According to BWH physician scientist Rachael Clark, MD, PhD, of the Department of Dermatology, researchers have been searching for years for a cell population that continues to smolder after psoriasis appears to resolve.
‘Most psoriasis treatments do not kill the disease causing T cells, but instead temporarily suppress their activation.’
It's been challenging to zoom in on the population of T cells driving the disease in part because when psoriasis is active, lesions are flooded with diverse T cells.
But Clark and her colleagues have taken a new approach: instead of looking during the height of activity, they examined lesion sites after treatment, and identified T cell receptors of cells at these sites that were shared across psoriatic patients but not found in healthy individuals or those with other skin conditions.
The team's findings are reported in the Journal of Clinical Investigation.
"When psoriasis is treated, T cells that flooded in during inflammation recede like the tide," said Clark who is the corresponding author of the paper. "They leave behind a population of cells that stand out."
The population of T cells that remains are tissue resident memory cells, which live long term in skin and, when functioning properly, should be fighting infection.
But for patients with psoriasis, these cells may be the source of the misguided immune response that leads to red, inflamed patches on the skin.

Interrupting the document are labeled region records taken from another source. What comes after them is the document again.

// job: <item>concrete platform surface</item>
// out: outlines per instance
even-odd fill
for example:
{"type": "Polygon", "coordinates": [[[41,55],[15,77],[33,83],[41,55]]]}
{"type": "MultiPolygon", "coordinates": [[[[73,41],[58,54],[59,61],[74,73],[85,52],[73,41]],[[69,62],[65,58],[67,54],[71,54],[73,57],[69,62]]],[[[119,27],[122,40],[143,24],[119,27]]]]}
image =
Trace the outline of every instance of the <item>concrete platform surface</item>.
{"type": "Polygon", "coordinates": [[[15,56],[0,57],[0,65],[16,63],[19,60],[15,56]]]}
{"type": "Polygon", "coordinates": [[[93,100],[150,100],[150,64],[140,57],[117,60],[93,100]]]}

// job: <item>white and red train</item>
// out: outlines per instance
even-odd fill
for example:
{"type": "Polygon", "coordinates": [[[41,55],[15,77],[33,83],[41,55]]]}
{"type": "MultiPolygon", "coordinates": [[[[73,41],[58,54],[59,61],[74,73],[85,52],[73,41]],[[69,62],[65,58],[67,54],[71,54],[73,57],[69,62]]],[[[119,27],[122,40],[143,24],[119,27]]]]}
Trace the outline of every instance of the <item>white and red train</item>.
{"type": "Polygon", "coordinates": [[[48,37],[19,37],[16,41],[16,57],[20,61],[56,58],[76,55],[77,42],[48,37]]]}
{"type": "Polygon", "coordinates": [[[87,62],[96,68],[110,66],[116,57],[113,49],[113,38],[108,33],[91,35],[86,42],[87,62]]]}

To identify this T cell population, the researchers took biopsies at the sites of active lesions before treatment and biopsies of the same skin areas after the lesions had cleared on therapy.
Using high-throughput sequencing and immunostaining, the research team found that resolved lesions contained populations of T cells derived from just a few cells (known as oligoclonal populations) that produced IL-17, a telltale marker of inflammation. These cells also shared stretches of genetic sequence that code for the same antigen receptors.
These shared T cell antigen receptors were found only among cells from psoriatic patients, not in cells from healthy controls or people with skin conditions such as atopic dermatitis. This work highlights the fact that most psoriasis treatments do not kill these disease causing T cells but instead temporarily suppress their activation.
Now that they have identified the long lived, skin resident T cell population that appears to be driving recurrence, the team plans to search for new therapies that can deplete these resident T cells, potentially driving the disease into long term remission.
"We believe these resident memory T cells are the root of the problem. Imagine these cells are teenagers throwing a party. They invite lots of other cells to the site of the party, making it hard to identify them while the party is in full swing. It's only after inflammation dies down and everyone else goes home that we can see these culprits," said Clark.
"A small number of cells can cause so much trouble. But depleting this population of cells may be the key to slowing down this disease or preventing its recurrence."